Impact of Update Delays

**Figure 2:** Impact of summary update delays on total cache hit ratios. The cache size is 10% of the ``infinite'' cache size.
$\begin{figure} \psfig {figure=forms-results/delay.jgr.latex.ps}\end{figure}$

We investigate delaying the update of summaries until the percentage of cached documents that are ``new'' (that is, not reflected in the summaries) reaches a threshold. The threshold criteria is chosen because the number of false misses (and hence the degradation in total hit ratio) tends to be proportional to the number of documents that are not reflected in the summary. An alternative is to update summaries upon regular time intervals. The false miss ratio under this approach can be derived through converting the intervals to thresholds. That is, based on request rate and typical cache miss ratio, one can calculate how many new documents enter the cache during each time interval and their percentage in the cached documents.

Using the traces, we simulate the total cache hit ratio when the threshold is 0.1%, 1%, 2%, 5% and 10% of the cached documents.

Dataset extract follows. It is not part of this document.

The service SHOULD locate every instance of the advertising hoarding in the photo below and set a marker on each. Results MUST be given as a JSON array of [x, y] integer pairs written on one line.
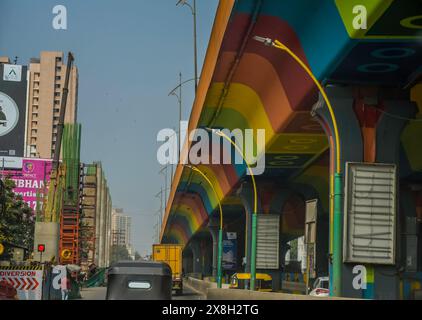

For the moment we ignore the issue of summary representations and assume that the summary is a copy of the cache directory (i.e. the list of document URLs). The results are shown in Figure 2. The top line in the figure is the hit ratio when no update delay is introduced. The second line shows the hit ratio as the update delay increases. The difference between the two lines is the false miss ratio. The bottom two curves show the ratio of remote stale hits and the ratio of false hits (the delay does introduce some false hits because documents deleted from the cache may still be present in the summary).

The results show that, except for the NLANR trace data, the degradation in total cache hit ratio grows almost linearly with the update threshold. At the threshold of 1%, the relative reductions in hit ratio are 0.2% (UCB), 0.1% (UPisa), 0.3% (Questnet), and 1.7% (DEC). The remote stale hit ratio is hardly affected by the update delay. The false hit ratio is very small since the summary is an exact copy of the cache directory, though it does increase linearly with the threshold.

For the NLANR trace, it appears that some clients are simultaneously sending two requests for the exact same document to proxy ``bo'' and another proxy in the NLANR collection. If we only simulate the other three proxies in NLANR, the results are similar to those of other traces. With ``bo'' included, we also simulated the delay being 2 and 10 user requests, and the hit ratio drops from 30.7% to 26.1% and 20.2%, respectively. The hit ratio at the threshold of 0.1%, which roughly corresponds to 200 user requests, is 18.4%. Thus, we believe that the sharp drop in hit ratio is due to the anomaly in the NLANR trace. Unfortunately, we cannot determine the offending clients because client IDs are not consistent across NLANR traces [40].

The results demonstrate that in practice, a summary update delay threshold of 1% to 10% results in a tolerable degradation of the cache hit ratios. For the five traces, the threshold values translate into roughly 300 to 3000 user requests between updates, and on average, an update frequency of roughly every 5 minutes to an hour. Thus, the bandwidth consumption of these updates can be very low.